Education is the cultivation of eros or desire. Students should fully love whatever they do. Pressing their faces to the earth of pragmatic utility robs them of an uninterrupted vision of the heavens. One cannot cultivate an abiding affection for good things while constantly being rushed off to the next glittering bauble. Students should be offered a comprehensive paideia, not an odd smattering of broken relics. Ultimately, the training of lesser loves is training for love of God. If we train distracted, half-hearted love for the good things of earth, students will learn to love God with half of their heart, with some of their soul, with most of their mind. If our loves are weak, our love for God will be weak.

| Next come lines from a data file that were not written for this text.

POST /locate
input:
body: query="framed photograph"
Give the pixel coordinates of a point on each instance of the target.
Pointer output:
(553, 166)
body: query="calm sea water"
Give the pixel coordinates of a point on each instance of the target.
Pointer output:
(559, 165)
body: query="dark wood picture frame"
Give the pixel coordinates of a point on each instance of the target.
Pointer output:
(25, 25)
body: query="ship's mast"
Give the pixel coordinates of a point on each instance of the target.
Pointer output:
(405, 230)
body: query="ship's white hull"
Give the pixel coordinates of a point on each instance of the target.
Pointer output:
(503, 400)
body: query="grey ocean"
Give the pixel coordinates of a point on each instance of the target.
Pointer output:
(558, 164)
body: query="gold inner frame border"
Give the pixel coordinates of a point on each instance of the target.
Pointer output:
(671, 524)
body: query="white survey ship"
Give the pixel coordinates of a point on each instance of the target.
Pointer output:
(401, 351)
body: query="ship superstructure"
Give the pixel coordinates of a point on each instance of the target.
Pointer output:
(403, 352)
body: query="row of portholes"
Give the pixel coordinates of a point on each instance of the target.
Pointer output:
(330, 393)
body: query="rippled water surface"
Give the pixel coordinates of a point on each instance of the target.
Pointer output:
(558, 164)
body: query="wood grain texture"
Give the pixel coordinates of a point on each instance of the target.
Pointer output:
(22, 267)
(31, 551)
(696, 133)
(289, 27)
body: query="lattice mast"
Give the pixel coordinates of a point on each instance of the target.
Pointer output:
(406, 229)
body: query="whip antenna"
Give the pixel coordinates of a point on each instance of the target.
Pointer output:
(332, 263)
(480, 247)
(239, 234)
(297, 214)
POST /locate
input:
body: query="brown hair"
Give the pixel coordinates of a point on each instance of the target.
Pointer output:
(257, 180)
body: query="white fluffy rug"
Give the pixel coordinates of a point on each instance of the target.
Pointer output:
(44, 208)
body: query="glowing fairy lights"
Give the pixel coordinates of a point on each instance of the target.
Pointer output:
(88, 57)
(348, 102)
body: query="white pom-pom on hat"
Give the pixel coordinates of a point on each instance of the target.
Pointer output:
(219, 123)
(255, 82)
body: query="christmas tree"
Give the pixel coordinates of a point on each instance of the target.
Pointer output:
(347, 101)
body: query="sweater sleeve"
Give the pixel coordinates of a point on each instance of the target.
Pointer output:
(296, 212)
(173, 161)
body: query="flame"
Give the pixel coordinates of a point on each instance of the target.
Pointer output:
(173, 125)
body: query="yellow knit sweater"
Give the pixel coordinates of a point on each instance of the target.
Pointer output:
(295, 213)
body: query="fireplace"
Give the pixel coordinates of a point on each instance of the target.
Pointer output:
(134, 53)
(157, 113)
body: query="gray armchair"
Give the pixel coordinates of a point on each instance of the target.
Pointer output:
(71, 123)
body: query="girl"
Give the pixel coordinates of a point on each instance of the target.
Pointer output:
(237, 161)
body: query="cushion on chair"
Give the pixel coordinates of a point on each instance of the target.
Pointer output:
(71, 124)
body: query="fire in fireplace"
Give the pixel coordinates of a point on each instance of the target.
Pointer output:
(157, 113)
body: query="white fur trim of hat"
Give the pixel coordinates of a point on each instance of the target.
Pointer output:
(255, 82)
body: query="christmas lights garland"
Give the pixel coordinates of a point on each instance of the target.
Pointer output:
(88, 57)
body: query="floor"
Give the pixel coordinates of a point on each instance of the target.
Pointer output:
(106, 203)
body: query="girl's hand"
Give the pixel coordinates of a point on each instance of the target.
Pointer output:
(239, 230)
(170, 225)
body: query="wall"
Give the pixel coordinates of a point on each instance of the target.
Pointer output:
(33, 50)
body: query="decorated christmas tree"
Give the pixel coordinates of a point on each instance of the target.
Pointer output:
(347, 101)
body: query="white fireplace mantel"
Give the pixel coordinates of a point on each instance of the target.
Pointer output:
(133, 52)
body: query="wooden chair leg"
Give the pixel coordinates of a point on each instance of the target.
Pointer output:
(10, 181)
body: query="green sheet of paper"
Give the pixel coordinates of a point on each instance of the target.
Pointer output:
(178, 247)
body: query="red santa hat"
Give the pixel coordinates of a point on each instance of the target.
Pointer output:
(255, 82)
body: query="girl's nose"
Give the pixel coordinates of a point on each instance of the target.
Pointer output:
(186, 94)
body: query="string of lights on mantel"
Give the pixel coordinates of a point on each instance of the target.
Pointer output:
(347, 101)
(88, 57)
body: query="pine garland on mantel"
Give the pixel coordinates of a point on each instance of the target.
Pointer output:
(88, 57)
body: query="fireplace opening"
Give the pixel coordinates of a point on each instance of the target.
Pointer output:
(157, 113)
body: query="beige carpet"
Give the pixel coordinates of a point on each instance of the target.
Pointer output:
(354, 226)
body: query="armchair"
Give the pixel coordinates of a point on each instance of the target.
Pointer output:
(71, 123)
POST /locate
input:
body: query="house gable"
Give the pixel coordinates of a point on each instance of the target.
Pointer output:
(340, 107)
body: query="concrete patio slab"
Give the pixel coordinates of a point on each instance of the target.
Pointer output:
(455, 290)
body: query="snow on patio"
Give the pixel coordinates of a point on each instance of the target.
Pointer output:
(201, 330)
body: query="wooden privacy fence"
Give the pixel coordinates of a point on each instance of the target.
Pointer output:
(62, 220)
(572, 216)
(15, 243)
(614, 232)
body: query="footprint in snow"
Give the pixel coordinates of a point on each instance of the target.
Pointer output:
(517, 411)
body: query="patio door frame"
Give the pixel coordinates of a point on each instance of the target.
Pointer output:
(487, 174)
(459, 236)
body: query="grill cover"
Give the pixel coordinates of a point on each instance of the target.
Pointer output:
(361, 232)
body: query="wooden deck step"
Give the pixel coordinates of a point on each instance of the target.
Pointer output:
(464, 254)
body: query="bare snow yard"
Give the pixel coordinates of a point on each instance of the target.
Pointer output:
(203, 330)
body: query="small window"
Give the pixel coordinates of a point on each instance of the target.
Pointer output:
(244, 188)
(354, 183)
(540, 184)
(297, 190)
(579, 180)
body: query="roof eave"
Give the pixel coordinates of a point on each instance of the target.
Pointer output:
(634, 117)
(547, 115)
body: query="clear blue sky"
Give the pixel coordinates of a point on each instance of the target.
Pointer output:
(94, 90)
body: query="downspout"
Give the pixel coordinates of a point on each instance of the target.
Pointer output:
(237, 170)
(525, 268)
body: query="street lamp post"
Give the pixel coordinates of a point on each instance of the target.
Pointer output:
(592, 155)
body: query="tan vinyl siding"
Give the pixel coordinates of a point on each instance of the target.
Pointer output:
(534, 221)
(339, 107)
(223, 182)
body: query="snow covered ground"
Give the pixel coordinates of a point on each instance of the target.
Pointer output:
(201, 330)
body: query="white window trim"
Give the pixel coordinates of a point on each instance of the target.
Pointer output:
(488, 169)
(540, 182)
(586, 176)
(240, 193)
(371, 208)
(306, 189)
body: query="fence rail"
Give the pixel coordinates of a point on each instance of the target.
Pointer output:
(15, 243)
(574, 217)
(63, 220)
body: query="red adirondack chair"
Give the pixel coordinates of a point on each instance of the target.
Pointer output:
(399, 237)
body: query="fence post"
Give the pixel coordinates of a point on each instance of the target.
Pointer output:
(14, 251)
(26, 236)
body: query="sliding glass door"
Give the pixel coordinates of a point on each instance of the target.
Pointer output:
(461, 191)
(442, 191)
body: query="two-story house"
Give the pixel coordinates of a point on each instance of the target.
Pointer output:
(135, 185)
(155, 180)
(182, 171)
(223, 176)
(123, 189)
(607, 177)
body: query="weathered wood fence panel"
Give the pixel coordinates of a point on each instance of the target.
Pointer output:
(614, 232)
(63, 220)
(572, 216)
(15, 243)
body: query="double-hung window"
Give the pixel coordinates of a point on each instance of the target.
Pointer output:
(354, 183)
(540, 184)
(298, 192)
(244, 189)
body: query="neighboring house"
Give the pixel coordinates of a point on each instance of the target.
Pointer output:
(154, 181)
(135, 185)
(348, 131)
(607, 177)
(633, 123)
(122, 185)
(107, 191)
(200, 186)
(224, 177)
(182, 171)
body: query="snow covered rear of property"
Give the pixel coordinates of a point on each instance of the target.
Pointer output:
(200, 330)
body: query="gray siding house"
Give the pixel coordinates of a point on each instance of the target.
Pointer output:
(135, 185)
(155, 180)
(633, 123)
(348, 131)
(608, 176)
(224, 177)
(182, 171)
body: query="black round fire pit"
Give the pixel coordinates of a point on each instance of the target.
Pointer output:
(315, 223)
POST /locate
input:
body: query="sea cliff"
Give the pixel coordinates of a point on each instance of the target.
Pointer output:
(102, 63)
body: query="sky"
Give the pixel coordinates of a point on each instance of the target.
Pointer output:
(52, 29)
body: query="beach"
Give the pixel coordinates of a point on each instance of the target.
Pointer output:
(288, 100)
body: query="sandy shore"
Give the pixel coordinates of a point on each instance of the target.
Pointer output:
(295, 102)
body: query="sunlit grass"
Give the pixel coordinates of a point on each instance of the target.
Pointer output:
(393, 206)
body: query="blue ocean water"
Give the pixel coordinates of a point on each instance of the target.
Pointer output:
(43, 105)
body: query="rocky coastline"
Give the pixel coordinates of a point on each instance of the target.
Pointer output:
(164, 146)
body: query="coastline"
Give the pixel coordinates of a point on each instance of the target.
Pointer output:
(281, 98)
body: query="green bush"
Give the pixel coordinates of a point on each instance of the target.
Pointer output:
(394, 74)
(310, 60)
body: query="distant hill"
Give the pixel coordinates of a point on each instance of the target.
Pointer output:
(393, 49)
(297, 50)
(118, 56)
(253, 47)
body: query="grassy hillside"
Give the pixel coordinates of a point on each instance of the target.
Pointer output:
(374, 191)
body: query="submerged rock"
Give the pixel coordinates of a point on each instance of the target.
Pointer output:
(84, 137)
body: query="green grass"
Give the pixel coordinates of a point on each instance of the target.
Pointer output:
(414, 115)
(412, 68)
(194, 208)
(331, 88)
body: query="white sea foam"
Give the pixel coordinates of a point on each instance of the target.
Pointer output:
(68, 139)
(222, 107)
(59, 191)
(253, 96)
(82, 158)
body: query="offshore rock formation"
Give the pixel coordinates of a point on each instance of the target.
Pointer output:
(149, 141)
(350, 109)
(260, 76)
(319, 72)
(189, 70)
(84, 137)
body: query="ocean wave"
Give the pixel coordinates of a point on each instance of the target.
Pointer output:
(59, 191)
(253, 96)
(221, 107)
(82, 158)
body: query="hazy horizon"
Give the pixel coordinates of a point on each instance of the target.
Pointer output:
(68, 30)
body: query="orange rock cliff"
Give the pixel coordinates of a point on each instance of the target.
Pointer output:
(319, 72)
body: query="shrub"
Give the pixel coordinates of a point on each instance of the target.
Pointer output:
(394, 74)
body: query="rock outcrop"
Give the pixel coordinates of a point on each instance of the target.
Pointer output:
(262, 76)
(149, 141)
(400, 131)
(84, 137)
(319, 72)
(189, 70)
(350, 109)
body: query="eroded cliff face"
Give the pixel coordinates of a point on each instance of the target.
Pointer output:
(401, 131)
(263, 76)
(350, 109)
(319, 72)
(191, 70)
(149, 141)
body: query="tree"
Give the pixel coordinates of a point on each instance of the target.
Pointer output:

As classical schools seek a new cultural and spiritual renaissance, they should remind themselves of the not too distant past. Nearly all acknowledge the Renaissance as an advance in the arts and sciences yet often overlook the cause of this movement. The mere rediscovery of classical authors did not create the Renaissance, but the ad fontes imperative fueled new heights of innovation. Scholars hunted and studied original language works creating the Renaissance. This period of revival was a translation movement. If we seek to reproduce the fruit of the Renaissance, we need to return to the sources undisguised by translation. The term classical education is so synonymous with great books in the classical languages, a school uninterested in teaching Latin literature ought to remove classical from its name.1

Many schools admire C.S. Lewis as the great public intellectual of the 20th century. His piercing anthropological insight and eminently readable prose make Lewis a model for the classical school graduate. Yet Lewis, like his contemporaries Auden, Eliot, Tolkien, and Sayers, loved the Latin and Greek languages. Everyone wants to write like them, but no one wants to learn like them. Yet their abilities as poets and authors are a result of their rigorous education in the classical languages. If we wish to recover the same sort of education which created these 20th century giants, we must stop endlessly dabbling in grammar and climb the peak of Latin reading. Let students summit Parnassus and achieve the end of their labors. Teach Latin reading.

1. Of course, I refer to desire rather than ability. Wanting and being unable to offer Latin reading is a different problem than being able and unwilling.